Fast selection of nonlinear mixed effect models using penalized likelihood

TL;DR

This paper introduces a fast, penalized likelihood-based method for selecting covariates and correlation parameters in nonlinear mixed effects models, improving efficiency for high-dimensional pharmacometric data.

Contribution

It develops a stochastic proximal gradient algorithm with adaptive step sizes and parallelization for efficient covariate selection in complex models.

Findings

The proposed method outperforms traditional grid search in speed and accuracy.

Simulation studies validate the effectiveness of the approach.

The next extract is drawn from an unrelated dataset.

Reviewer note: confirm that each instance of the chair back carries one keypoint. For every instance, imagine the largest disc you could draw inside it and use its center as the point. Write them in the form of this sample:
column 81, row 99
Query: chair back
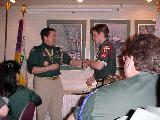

Application to pharmacokinetics data demonstrates practical utility.

Abstract

Nonlinear Mixed effects models are hidden variables models that are widely used in many fields such as pharmacometrics. In such models, the distribution characteristics of hidden variables can be specified by including several parameters such as covariates or correlations which must be selected. Recent development of pharmacogenomics has brought averaged/high dimensional problems to the field of nonlinear mixed effects modeling for which standard covariates selection techniques like stepwise methods are not well suited. The selection of covariates and correlation parameters using a penalized likelihood approach is proposed. The penalized likelihood problem is solved using a stochastic proximal gradient algorithm to avoid inner-outer iterations. Speed of convergence of the proximal gradient algorithm is improved using component-wise adaptive gradient step sizes. The practical implementation and tuning of the proximal gradient algorithm are explored using simulations. Calibration of regularization parameters is performed by minimizing the Bayesian Information Criterion using particle swarm optimization, a zero-order optimization procedure. The use of warm restart and parallelization allowed computing time to be reduced significantly . The performance of the proposed method compared to the traditional grid search strategy is explored using simulated data. Finally, an application to real data from two pharmacokinetics studies is provided, one studying an antifibrinolytic and the other studying an antibiotic.